In this case, however, the judge noted, there didn’t appear to be much of either.

Prosecutors said Caddle sat for multiple lengthy interviews, shared hundreds of pages of documents with the FBI and made dozens of surreptitious recordings of others.

His cooperation led to one new set of charges — the indictment of Tony Teixeira, former chief of staff to New Jersey Senate president Nicholas Scutari, who admitted last year he’d conspired with Caddle to bilk money from campaigns they’d worked on together between 2014 and 2018 by overcharging for Caddle’s services. Teixeira awaits sentencing next month.

And although Caddle’s lawyer, Edwin J. Jacobs Jr., noted Thursday that his client had provided the government “additional assistance in other matters,” prosecutors declined to discuss them or explain why they hadn’t resulted in other cases.

They still urged the court to accept the plea deal they’d struck with Caddle to forgo the mandatory minimum life sentence that comes with a federal murder-for-hire conviction in exchange for the information he provided.

“If the government doesn’t bring a case in those instances,” Cortes said, “we don’t talk about them and we don’t talk about why.”
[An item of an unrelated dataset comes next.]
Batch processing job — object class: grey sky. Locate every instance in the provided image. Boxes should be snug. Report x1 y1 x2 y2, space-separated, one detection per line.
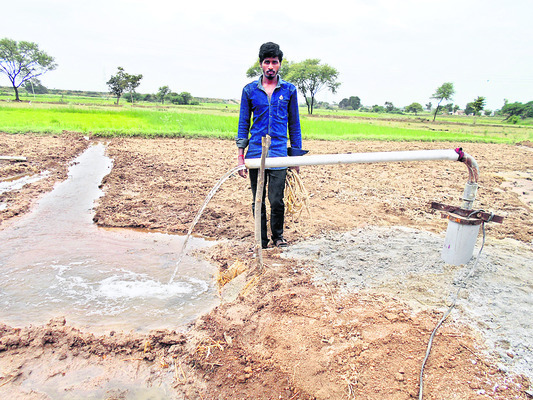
4 0 533 109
Vazquez seemed less impressed.

Though he agreed to accept the basic outlines of Caddle’s plea deal — sparing him a life behind bars — the judge described his stint as an FBI cooperator as “self-serving.” The 24-year sentence he imposed exceeded what prosecutors had sought by nearly a decade.

Vazquez noted that Caddle had secretly begun recording others in his orbit even before he was accused of Galdieri’s murder, suggesting he thought such tapes could help him if he were ever caught.

“He was already looking to protect his own skin,” the judge said.

Caddle, meanwhile — dressed in an untucked casual plaid shirt with no tie — said nothing when it came time for him to address the judge. He’d been confined to house arrest since he was charged in January 2022. His lawyer said Thursday they’d make “no effort to minimize, explain or excuse” Galdieri’s slaying.

Still, Vazquez concluded that Caddle had attempted to do exactly that.

When asked before sentencing what he would have done differently, Caddle told court probation officers that he “should have surrounded himself with a different class of people with higher moral character,” the judge said.

And yet, Vazquez scoffed, “it was Mr. Caddle’s idea to have his friend killed because Mr. Caddle didn’t want to be exposed.”

And after all the talk about who else his cooperation might help put in jail, it was ultimately Caddle who left Thursday’s hearing escorted by U.S. Marshals, his wrists locked in handcuffs and his future foreclosed by a nearly quarter-century prison sentence.